Now picture the singer, belting out your favourite song. What do you see now? Most people will be able to picture features clearly, creating an image in their minds that would be recognisable to anyone who knows that artist.

That’s what you want your request for help to produce, a portrait painted in people’s imaginations, not a blurry crowd scene.

3. Show Your Appreciation

It’s simple but often overlooked:n When people do help you, let them know you’re grateful. Whether or not their help works out shouldn’t matter; positive feedback is essential.

That gratitude should be expressed in a way that is meaningful to them. Countless bottles of wine are presented as a "thank you" to people who don’t drink alcohol or may simply have different tastes. A meaningful token of appreciation is personalised to the individual receiving it, demonstrating thought behind it.

Your response doesn’t need to be so elaborate, though. A simple "thank you" card, particularly a handwritten one in these days of online cards and emails, can have a huge impact.

By saying "thank you", you will be reinforcing the positive feelings people get from helping you and encouraging them to do more of the same.

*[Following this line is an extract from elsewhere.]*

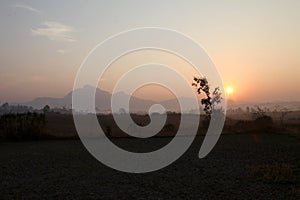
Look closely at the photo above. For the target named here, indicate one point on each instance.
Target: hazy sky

Asking for help doesn’t need to be a challenge. If you make it easy and pleasurable for people to help you, they will willingly do so time and again. Get your timing right, be clear and specific with your request. and show appreciation—and you will get the support you need to achieve whatever you want.

References

Post, Stephen G. (2009). It’s Good to Be Good: Science Says It’s So. Health Progress.

Oliver Scott Curry, Lee A. Rowland, Caspar J. Van Lissa, Sally Zlotowitz, John McAlaney, Harvey Whitehouse (2018). Happy to help? A systematic review and meta-analysis of the effects of performing acts of kindness on the well-being of the actor. Journal of Experimental Social Psychology, Volume 76.

Cialdini, Robert B. Influence, The Psychology of Persuasion. (2021) HarperCollins.